Le dernier soupir de la feuille d'érable
Il arrive qu’on reste accroché à une branche toute notre vie, simplement parce qu’on n’a jamais osé sauter.
Cette fable végétale m’est venue pendant un long silence forcé, loin d’Internet… et tout près de l’essentiel.
🍁 Le dernier soupir de la feuille d’érable
Par un après-midi d’été torride, deux feuilles d’arbre entament une discussion.
Feuille de frêne :
— Qu’est-ce qu’il fait chaud, c’est insupportable...
Feuille d’érable :
— Oui… et dire que nous sommes juste au-dessus de la rivière…
Feuille de frêne :
— Si on allait se baigner ?
Feuille d’érable :
— Tu es folle ! Si nous nous décrochons de la branche, nous ne pourrons jamais remonter !
Feuille de frêne :
— Oh… je n’y avais pas pensé.
Plus bas, une feuille d’olivier flottait joyeusement dans l’eau, sur le dos, se laissant bercer par le mouvement du courant.

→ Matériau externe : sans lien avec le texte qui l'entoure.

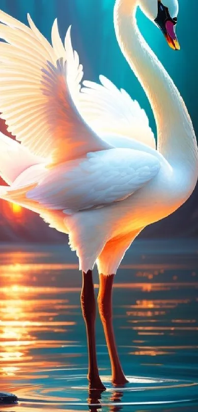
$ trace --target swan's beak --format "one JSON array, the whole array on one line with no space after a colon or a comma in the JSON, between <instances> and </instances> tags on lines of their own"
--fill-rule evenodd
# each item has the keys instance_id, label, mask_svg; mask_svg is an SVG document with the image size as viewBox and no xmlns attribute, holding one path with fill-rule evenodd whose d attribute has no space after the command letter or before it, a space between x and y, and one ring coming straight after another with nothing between
<instances>
[{"instance_id":1,"label":"swan's beak","mask_svg":"<svg viewBox=\"0 0 198 412\"><path fill-rule=\"evenodd\" d=\"M158 15L155 22L165 35L170 47L174 50L180 50L176 34L177 18L172 19L168 8L164 5L161 0L158 0Z\"/></svg>"},{"instance_id":2,"label":"swan's beak","mask_svg":"<svg viewBox=\"0 0 198 412\"><path fill-rule=\"evenodd\" d=\"M175 29L175 23L168 20L166 23L166 31L164 34L170 47L174 50L180 50L180 46L177 40Z\"/></svg>"}]
</instances>

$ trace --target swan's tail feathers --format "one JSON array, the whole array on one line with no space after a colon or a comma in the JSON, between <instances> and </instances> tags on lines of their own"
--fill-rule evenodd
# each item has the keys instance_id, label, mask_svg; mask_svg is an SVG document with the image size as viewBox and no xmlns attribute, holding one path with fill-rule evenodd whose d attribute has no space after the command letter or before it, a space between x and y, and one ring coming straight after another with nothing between
<instances>
[{"instance_id":1,"label":"swan's tail feathers","mask_svg":"<svg viewBox=\"0 0 198 412\"><path fill-rule=\"evenodd\" d=\"M0 176L8 185L28 167L42 162L42 158L0 132Z\"/></svg>"}]
</instances>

— Eh, les filles ! Venez ! Qu’est-ce que vous attendez ? Elle est super bonne !
Les deux feuilles restaient sceptiques.
L’idée de ne plus pouvoir remonter dans leur arbre les terrorisait.
Elles voyaient pourtant bien toutes ces autres feuilles qui avaient osé faire le grand saut…
Elles s’amusaient, riaient, flottaient…
Mais la peur était toujours là.
Toutes les feuilles encouragèrent les deux tétanisées sur leur branche :
— Allez ! Venez, vous ne le regretterez pas !
Feuille d’érable :
— Mais nous ne pourrons plus rentrer chez nous !
Feuille d’olivier :
— Oh, ce que vous êtes casanières !
Feuille de frêne :
— J’ai une idée ! Je me laisserai doucement dériver vers la berge et j’attendrai que le vent souffle fort pour me remonter sur ma branche !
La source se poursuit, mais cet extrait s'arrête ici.